Cuando la metralla era sustituida por artillería pesada las ventanas se rompían y todo caía al suelo. Los niños se tapaban los oídos y Gerda se tumbaba junto a ellos. Recordaba descubrirse a sí misma sin miedo ante aquella situación, sintiéndose sorprendentemente reconfortada. Ya no pensaba en su peinador, ni en el armario rosa con su vestido de noche americano. Tenía a los niños pegados a ella y Davoud apretaba con fuerza su mano. Colocó su cabeza en el pecho de su marido y se refugió en su olor. Sintió en aquel momento que lo amaba mucho más intensamente de lo que jamás se había parado a pensar y llegó a la íntima convicción de que, si en aquel momento moría junto a él y los niños, dejaría este mundo con mayor felicidad que la desdichada señora Kirchhoff. Aquel pensamiento le salvó de aquella noche y de otras muchas que vendrían después.

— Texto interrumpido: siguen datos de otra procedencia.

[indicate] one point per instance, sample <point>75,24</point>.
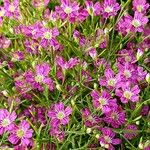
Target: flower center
<point>2,12</point>
<point>47,35</point>
<point>127,94</point>
<point>127,73</point>
<point>136,23</point>
<point>60,115</point>
<point>90,118</point>
<point>114,116</point>
<point>111,82</point>
<point>102,101</point>
<point>139,8</point>
<point>5,122</point>
<point>107,139</point>
<point>39,78</point>
<point>108,9</point>
<point>20,133</point>
<point>68,10</point>
<point>127,58</point>
<point>11,8</point>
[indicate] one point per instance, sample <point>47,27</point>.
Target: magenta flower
<point>93,53</point>
<point>40,77</point>
<point>103,101</point>
<point>109,8</point>
<point>130,131</point>
<point>12,9</point>
<point>145,110</point>
<point>66,65</point>
<point>4,42</point>
<point>115,117</point>
<point>57,133</point>
<point>93,9</point>
<point>138,22</point>
<point>109,80</point>
<point>31,30</point>
<point>48,37</point>
<point>82,15</point>
<point>126,56</point>
<point>89,119</point>
<point>2,14</point>
<point>128,93</point>
<point>67,10</point>
<point>127,72</point>
<point>32,46</point>
<point>141,73</point>
<point>124,25</point>
<point>21,134</point>
<point>140,6</point>
<point>40,3</point>
<point>6,120</point>
<point>17,56</point>
<point>107,139</point>
<point>59,114</point>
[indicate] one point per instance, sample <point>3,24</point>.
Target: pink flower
<point>115,117</point>
<point>12,9</point>
<point>93,53</point>
<point>126,56</point>
<point>59,114</point>
<point>103,101</point>
<point>57,133</point>
<point>93,9</point>
<point>127,72</point>
<point>66,65</point>
<point>67,10</point>
<point>4,42</point>
<point>128,93</point>
<point>2,14</point>
<point>130,131</point>
<point>132,24</point>
<point>109,8</point>
<point>145,110</point>
<point>21,134</point>
<point>48,37</point>
<point>17,56</point>
<point>138,22</point>
<point>6,120</point>
<point>109,80</point>
<point>32,46</point>
<point>140,6</point>
<point>40,3</point>
<point>89,119</point>
<point>107,139</point>
<point>124,25</point>
<point>40,77</point>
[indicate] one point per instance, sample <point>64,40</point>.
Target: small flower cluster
<point>74,74</point>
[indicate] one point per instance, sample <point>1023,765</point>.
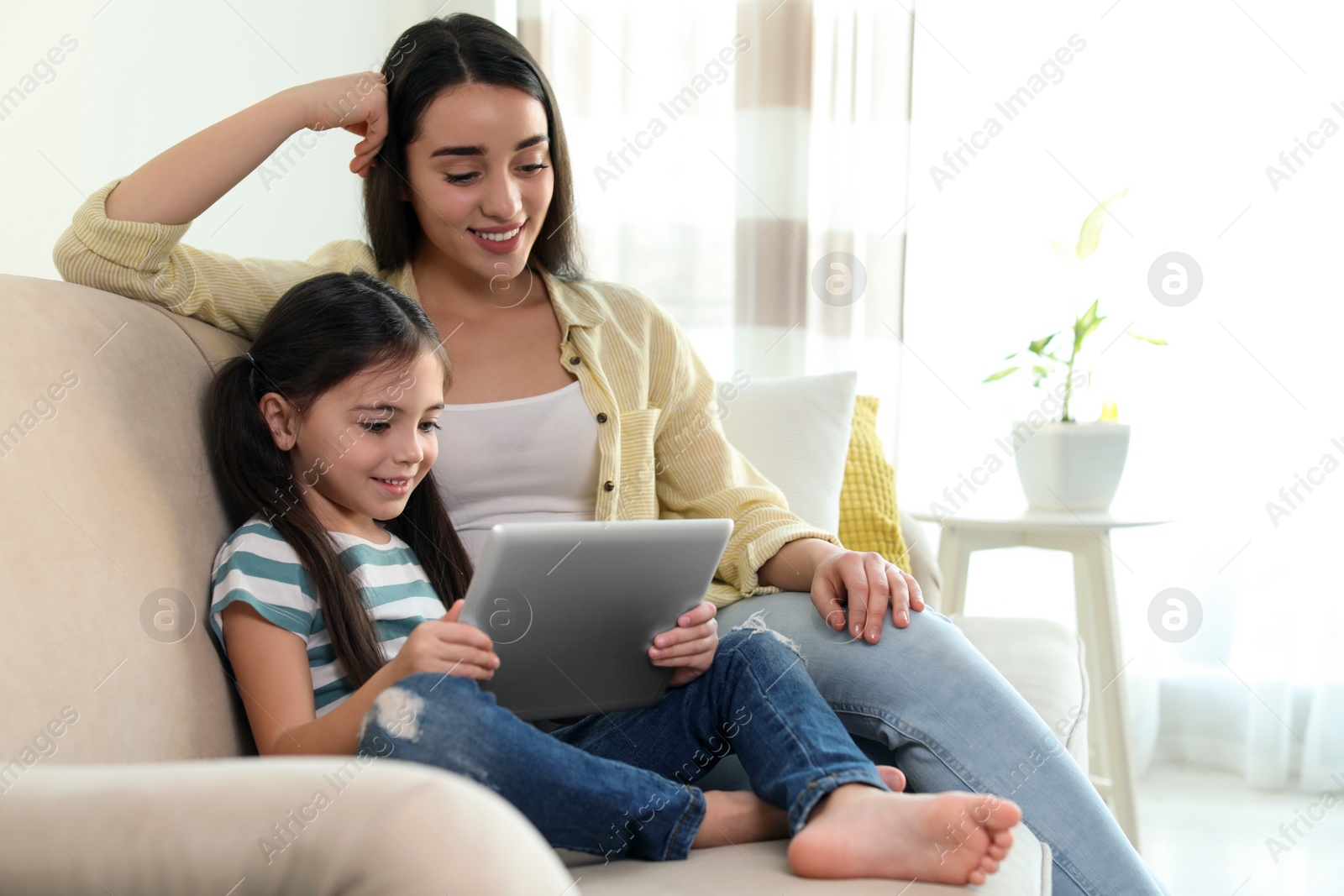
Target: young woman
<point>329,425</point>
<point>470,207</point>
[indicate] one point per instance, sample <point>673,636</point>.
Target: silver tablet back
<point>573,609</point>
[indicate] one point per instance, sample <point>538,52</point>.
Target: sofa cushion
<point>796,432</point>
<point>360,826</point>
<point>107,569</point>
<point>869,516</point>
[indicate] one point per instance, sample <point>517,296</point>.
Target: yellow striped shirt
<point>662,449</point>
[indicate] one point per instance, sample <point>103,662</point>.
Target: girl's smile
<point>365,445</point>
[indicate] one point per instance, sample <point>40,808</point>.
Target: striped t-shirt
<point>259,567</point>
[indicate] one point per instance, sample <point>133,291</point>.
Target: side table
<point>1086,537</point>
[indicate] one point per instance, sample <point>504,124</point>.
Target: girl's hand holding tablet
<point>690,647</point>
<point>449,647</point>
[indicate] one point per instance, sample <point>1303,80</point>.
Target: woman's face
<point>481,179</point>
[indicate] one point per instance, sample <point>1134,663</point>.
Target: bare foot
<point>741,817</point>
<point>864,832</point>
<point>738,817</point>
<point>893,777</point>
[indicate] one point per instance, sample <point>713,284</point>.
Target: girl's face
<point>365,445</point>
<point>481,179</point>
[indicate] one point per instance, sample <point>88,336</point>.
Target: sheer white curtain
<point>1238,416</point>
<point>723,150</point>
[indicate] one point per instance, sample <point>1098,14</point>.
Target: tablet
<point>573,609</point>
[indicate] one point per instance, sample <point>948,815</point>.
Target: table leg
<point>1099,624</point>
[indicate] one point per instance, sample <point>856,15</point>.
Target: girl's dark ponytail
<point>319,333</point>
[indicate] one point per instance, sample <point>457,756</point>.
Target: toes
<point>893,777</point>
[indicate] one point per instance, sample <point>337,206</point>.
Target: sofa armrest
<point>316,825</point>
<point>924,563</point>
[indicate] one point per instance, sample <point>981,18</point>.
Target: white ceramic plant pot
<point>1070,466</point>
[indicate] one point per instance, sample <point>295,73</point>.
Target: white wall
<point>143,76</point>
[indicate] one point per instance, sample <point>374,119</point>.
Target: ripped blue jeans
<point>622,783</point>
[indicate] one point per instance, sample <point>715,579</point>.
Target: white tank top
<point>528,459</point>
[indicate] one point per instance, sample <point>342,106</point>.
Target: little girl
<point>327,432</point>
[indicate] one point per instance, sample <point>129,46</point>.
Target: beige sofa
<point>125,759</point>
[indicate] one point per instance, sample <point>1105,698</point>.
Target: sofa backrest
<point>113,517</point>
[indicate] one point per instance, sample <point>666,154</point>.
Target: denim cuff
<point>812,794</point>
<point>683,835</point>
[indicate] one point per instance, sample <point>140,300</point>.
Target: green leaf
<point>1039,345</point>
<point>1085,325</point>
<point>1147,338</point>
<point>1090,233</point>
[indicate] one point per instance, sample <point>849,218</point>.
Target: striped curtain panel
<point>746,165</point>
<point>823,110</point>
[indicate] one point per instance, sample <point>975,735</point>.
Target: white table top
<point>1027,519</point>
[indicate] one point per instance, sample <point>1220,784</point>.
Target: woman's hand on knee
<point>864,584</point>
<point>691,647</point>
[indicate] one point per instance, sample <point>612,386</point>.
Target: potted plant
<point>1063,464</point>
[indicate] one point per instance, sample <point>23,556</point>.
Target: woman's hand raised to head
<point>448,647</point>
<point>355,102</point>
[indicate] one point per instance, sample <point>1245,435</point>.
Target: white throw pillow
<point>796,432</point>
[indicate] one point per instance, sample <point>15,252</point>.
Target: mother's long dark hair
<point>322,332</point>
<point>429,58</point>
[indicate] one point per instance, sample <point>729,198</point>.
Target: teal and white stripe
<point>259,567</point>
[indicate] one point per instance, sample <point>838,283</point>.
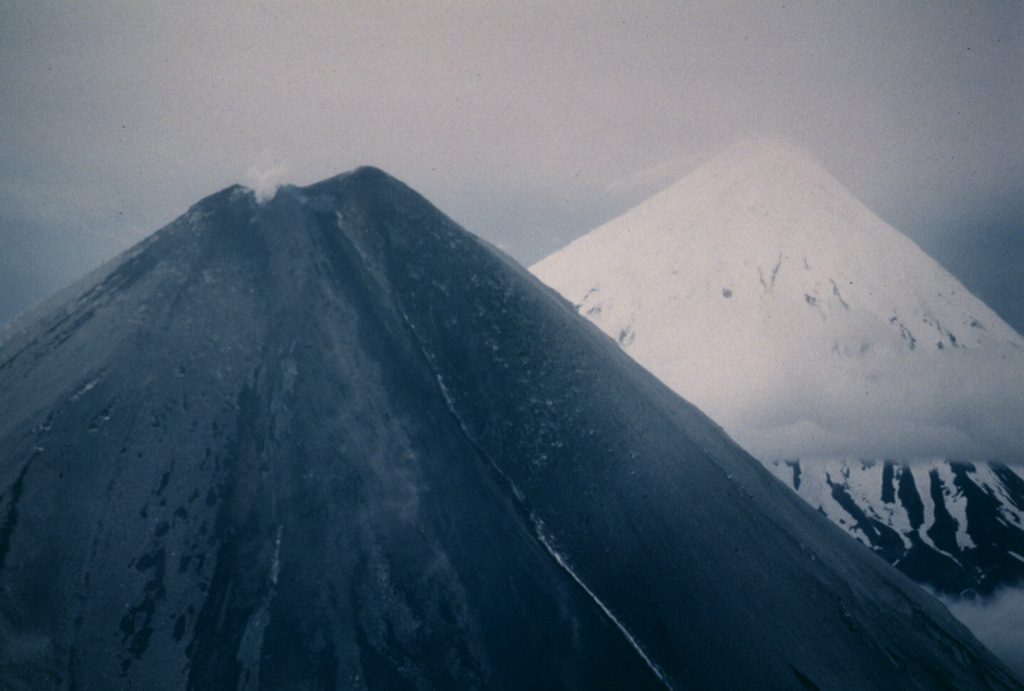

Tras los disparos, Davoud escuchó palabras en ruso y abrió de inmediato la puerta para evitar que dispararan al interior de la vivienda. No tardó en entrar una turba de soldados rusos. Eran tártaros, azerbaiyanos y chechenos, casi todos musulmanes. Gerda recordaba los controles continuos que vinieron después para buscar dentro de la casa militares alemanes escondidos. También las apropiaciones indebidas de las pertenencias de los propietarios. Pero, sobre todo, recordaba el terror que le producía aquella frase pronunciada con acento ruso:

–Mujer. Ven –aquellas evidentes intenciones de los soldados eran inmediatamente sofocadas por las intervenciones de Davoud al que los musulmanes respetaban al reconocerlo como iraní.

Aquellos días fueron complicados, pero todo empeoró cuando aquella mañana escuchó aquel estruendo que hizo que su cabeza retumbara.

Gerda se giró de inmediato y vio a Davoud junto a ella. Tenía lo ojos muy abiertos.

–Mi pierna –dijo justo antes de desplomarse.